The program standardizes on Westinghouse AP1000 units, with six reactors operating worldwide, 14 under construction, and five under contract.
Cameco said the collaboration strengthens its Brookfield partnership as Westinghouse owners and supports global growth in its nuclear products, services and technologies. The company positioned itself as a secure western supplier of uranium fuel to support deployment and long-term operation of Westinghouse technology in the US and globally.
On the other hand, US officials framed the plan as energy and security policy tied to earlier Trump executive orders. Commerce Secretary Howard Lutnick said the partnership will unleash American energy and rebuild energy sovereignty while Energy Secretary Chris Wright said it delivers the promised nuclear renaissance to power the AI race.
A two-unit AP1000 project is expected to create or sustain 45,000 manufacturing and engineering jobs across 43 states. A national deployment is projected to exceed 100,000 construction jobs at peak.
The math of scaling up
An $80 billion AP1000 program, assuming about $8 billion per AP1000, sizes out at around 12 gigawatts. This implies annual uranium requirements of roughly 4.8 to 6.0 million pounds U3O8 once fully online, based on 0.4 to 0.5 million pounds per gigawatt per year. This increment lands on top of a US market that already imports about 50 million pounds annually.
Those volumes pull procurement forward as initial cores are larger than reloads, so utilities, fabricators, and traders would move now to secure U3O8, conversion, enrichment, and fabrication to meet first fuel loads if build cycles cluster around four years.

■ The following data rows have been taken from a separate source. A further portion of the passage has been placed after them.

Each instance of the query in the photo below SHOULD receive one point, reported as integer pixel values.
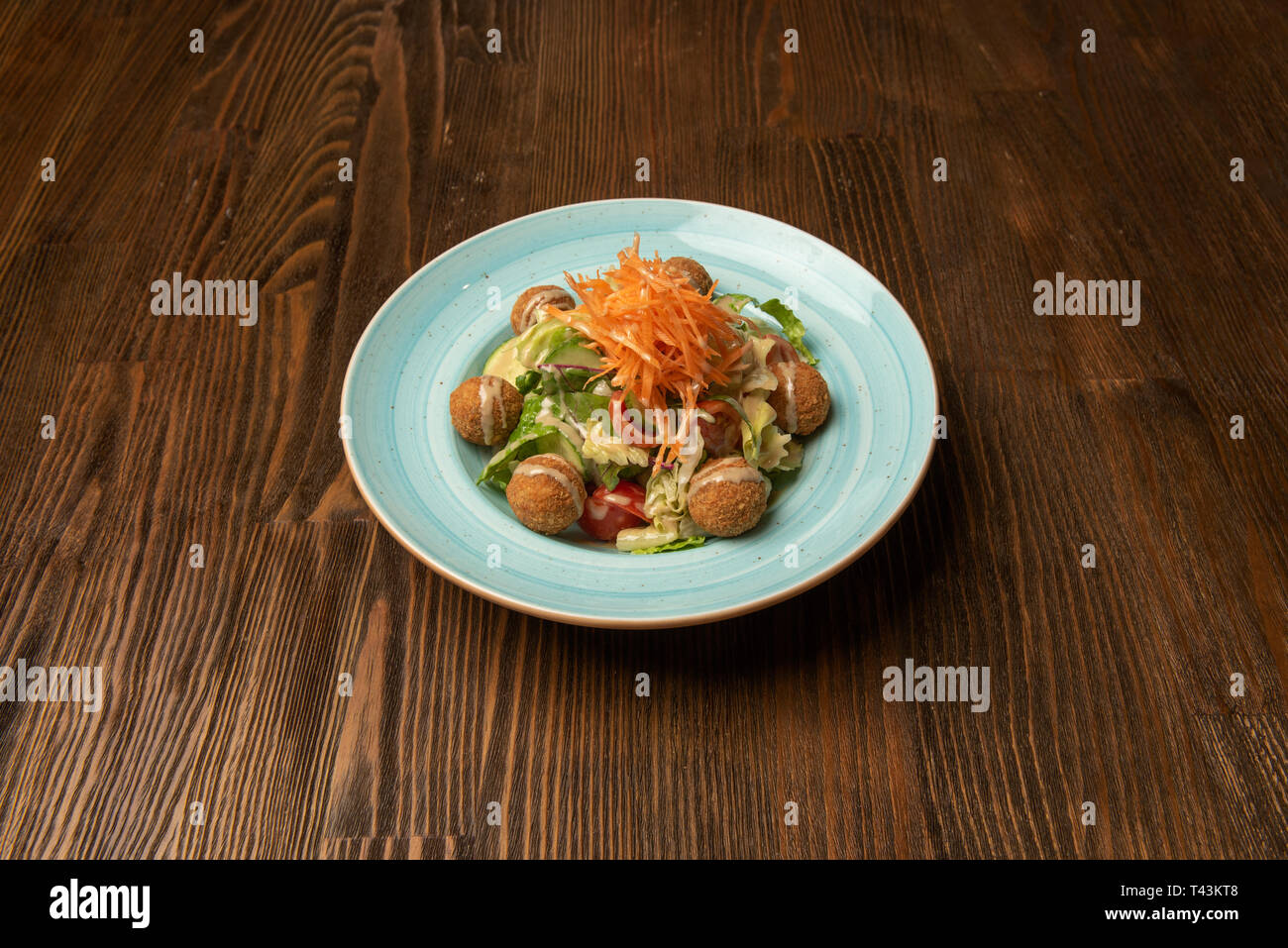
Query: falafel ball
(485, 408)
(802, 399)
(688, 268)
(728, 496)
(527, 309)
(546, 493)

The enhanced demand creates opportunity for development names like Denison Mines (TSX: DML) and NexGen Energy (TSX: NXE), both of whom are in the final stages of permitting, positioning themselves as as the missing western primary supply that can anchor multi-year term contracting for the new fleet.
In the case of Denison Mines, the company is working to secure approvals to construct an in situ recovery mine that produces up to 12 million pounds of U3O8 annually for 15 years.
NexGen Energy meanwhile is seeking approval for their Rook I project in the Athabasca Basin to produce up to 30.8 million pounds of U3O8 annually for 24 years. Should approvals be granted, NexGen could potentially become one of the largest uranium producers globally, with all of their production being Canadian-based. Their final public hearing on the matter is scheduled for February 2026, with the latest estimates suggesting production could be online as early as 2031.
Under the 12-gigawatt case, the incremental burn equals roughly 3% of current global demand on the low end of assumptions, with the high end pushing that higher. A large western mine reduces exposure to logistics or geopolitical risks as the US standardizes on AP1000 units – which have been designed with western uranium in mind.
The Cameco-Brookfield-US government partnership links plant delivery to data-center load growth and grid reliability, which favors firm, long-dated fuel coverage. That aligns oncoming potential production with initial core schedules and steady reload demand, supporting contracting that matches the deployment cadence.